There is something I have caught myself saying over and over again in prayer lately. Especially as this Christmas season settles in and it becomes far too easy to be swept up in the hustle and bustle of it all, I’ve been reflecting on the Christmas story and how I hope that it never becomes common. That the fact that I know it so well and have heard it my whole entire life, that it never loses its wonder and power. Eternity stepping into humanity. A baby boy born in a tiny little obscure town in a stable–the King of the World. His entrance into the world heralded by the angels and simple shepherds. A turning point in the history of the world at that time–all leading up to the one day when this helpless baby boy would hang on a cross as a man and carry the sins of all upon His shoulders.
I hope the wonder of it never ceases. I hope the enormity of what we celebrate each and every Christmas continues to move our hearts to worship. That our focus is on the enormity of that little manger scene, rather than running an endurance race throughout the holiday season. So many of us get caught up in the to do lists and the planning and the arrangements–which are on our plates and need to be addressed. But so many of us get exhausted by this season. By all that has to be done and we forget that Christmas was never about what we do, but always about what He has done for us.
And I have fallen prey to this so many times myself. Caught up in the holiday season. Trying to do an advent study but falling behind while I try to get so many things done. The end of the year that always seems to bring out a certain sense of urgency to finish the year well. There have been years when Christmas has been about so many other things and not about that manger scene. Not about that baby boy.
Or there have been years when I have dived deep into advent studies and tried to hard so focus on the true meaning of Christmas, only to find it boring. Which I know sounds absolutely terrible to say, but how many times can we hear something and still find it exciting and new?
But I think that is part of the point. Sometimes we just have to set our hearts on what is true and what is right, even if it takes diligence and discipline. Even if the wonder isn’t there in the moment. Because it may hit us at a completely different point of our lives and be just what we need. Faith isn’t always this awe-filled experience full of all the good feels, but one of setting our hearts on Christ even when that itself feels like something on our to-do list for the day. We don’t have to let the Christmas story be common. We can seek Him in the midst of it and ask how it changes our lives and sit in the weight of what that truly means for us. We can choose to let Him in right into the crazy and He will meet us there.
And I’ve caught myself asking my very own heart this year–is there still no room at the inn? In the crazy hustle of this season, whatever it may be–end of the year projects, work deadlines, product launches, holiday shopping, preparing for company that may or may be making our stress meters rise. Are we making room for Him? Are we setting our hearts on Christ and what this season means, or are our hearts so focused on what we have to get done instead?

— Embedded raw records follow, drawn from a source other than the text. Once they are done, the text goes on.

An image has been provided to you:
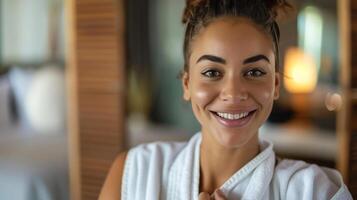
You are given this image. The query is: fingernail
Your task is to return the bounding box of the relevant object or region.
[216,189,224,197]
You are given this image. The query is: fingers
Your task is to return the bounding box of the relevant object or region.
[214,189,227,200]
[198,192,211,200]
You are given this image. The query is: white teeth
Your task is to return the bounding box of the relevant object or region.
[217,112,249,120]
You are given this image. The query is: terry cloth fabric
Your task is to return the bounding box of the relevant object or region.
[121,133,352,200]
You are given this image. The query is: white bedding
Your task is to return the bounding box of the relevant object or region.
[0,127,69,200]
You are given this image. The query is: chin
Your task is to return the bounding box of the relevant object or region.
[215,130,254,148]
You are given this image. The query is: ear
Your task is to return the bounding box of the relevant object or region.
[274,72,280,100]
[181,72,191,101]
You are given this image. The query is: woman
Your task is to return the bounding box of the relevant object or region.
[100,0,352,200]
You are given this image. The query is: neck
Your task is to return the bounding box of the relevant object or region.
[200,134,259,194]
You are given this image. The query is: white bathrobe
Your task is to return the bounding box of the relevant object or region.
[121,133,352,200]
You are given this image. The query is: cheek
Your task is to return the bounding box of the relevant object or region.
[255,81,274,105]
[191,83,215,108]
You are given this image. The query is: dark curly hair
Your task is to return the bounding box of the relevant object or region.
[182,0,292,72]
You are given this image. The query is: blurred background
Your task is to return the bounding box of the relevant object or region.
[0,0,357,200]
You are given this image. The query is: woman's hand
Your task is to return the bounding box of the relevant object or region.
[198,189,227,200]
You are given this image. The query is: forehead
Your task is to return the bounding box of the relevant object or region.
[190,17,274,61]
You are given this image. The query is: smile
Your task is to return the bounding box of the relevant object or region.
[217,112,249,120]
[212,110,257,127]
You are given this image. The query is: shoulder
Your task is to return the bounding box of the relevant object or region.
[124,142,186,174]
[128,142,186,161]
[99,152,127,200]
[274,159,349,199]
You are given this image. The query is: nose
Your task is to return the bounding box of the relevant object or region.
[221,76,249,103]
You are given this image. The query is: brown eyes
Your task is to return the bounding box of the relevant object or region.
[245,69,266,77]
[201,68,266,79]
[201,69,221,78]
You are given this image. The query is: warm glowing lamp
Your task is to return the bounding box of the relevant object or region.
[284,47,317,93]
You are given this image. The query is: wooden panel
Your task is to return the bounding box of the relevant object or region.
[67,0,126,200]
[348,0,357,199]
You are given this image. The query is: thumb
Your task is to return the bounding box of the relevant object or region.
[198,192,211,200]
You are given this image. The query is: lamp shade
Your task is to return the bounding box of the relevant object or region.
[284,47,317,93]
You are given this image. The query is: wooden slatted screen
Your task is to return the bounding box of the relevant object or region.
[348,0,357,195]
[338,0,357,199]
[66,0,126,200]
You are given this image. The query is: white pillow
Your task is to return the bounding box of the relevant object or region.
[0,76,11,127]
[25,66,66,133]
[9,66,35,129]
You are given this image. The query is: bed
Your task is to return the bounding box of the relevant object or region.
[0,69,69,200]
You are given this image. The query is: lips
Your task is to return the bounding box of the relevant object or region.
[211,109,256,127]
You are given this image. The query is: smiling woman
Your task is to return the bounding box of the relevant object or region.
[100,0,352,200]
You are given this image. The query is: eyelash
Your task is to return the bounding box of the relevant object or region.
[201,69,266,78]
[244,69,266,77]
[201,69,222,78]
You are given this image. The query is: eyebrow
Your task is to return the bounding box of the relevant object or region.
[196,54,270,64]
[196,55,226,64]
[243,54,270,64]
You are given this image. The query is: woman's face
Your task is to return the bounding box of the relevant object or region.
[182,17,279,147]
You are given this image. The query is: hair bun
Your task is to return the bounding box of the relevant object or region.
[182,0,207,24]
[265,0,293,18]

Looking at society as a whole, it is easily to see this over commercialization of Christmas. It seems that Christ hasn’t been part of the Christmas story for a long time. But for the hearts of believers–the hearts of those who know Him as Savior–are we too not letting Him in? Is there no room for Him in our busy lives? Do we just pay Him our dues and quick acknowledgements and half hearted prayers as we join the race through the holiday season? Or do we quiet our souls and invite Him right in the deep?
Are we worshipping Christ or are we worshipping Christmas?
Are we allowing for moments of silence and prayer even when there is no time for it at all or are we jumping right into the hustle of each day?
Are we making this season of our lives about us, or about Him?
Are the doors of our hearts wide open, or is there still no room at the inn?
And this isn’t specific to this holiday season. Yes, we are celebrating the birth of Christ and the enormity of what that means for humanity and us as Christians, but we all have seasons in our lives where we just retreat in our busy lives. I am guilty, for sure! I’m the kind of person that dives in headfirst every time I have a new and exciting idea without ever thinking to stop and process it through, let alone pray about it. I am quick to jump far ahead of where He wants me to be. I’ve slowly learned over the years how to quiet myself before Him and let Him do the leading. To lay down my lists and tendencies to jump high when my feet need to be planted on the ground. Times when I’ve been caught up in the midst of my circumstances and what my stubborn heart wants that I don’t want to let Him in. I don’t want to hear what He has to say.
But in those moments, I miss out on His leading. I miss out on the wonder.
I’m praying that my heart and yours will be opened to Christ during this season, no matter what your circumstances will be. That there is always room for Him in your heart. That if He were to come knocking, He would already find the door wide open.
That’s the kind of heart I want to have. Open to Him. Always.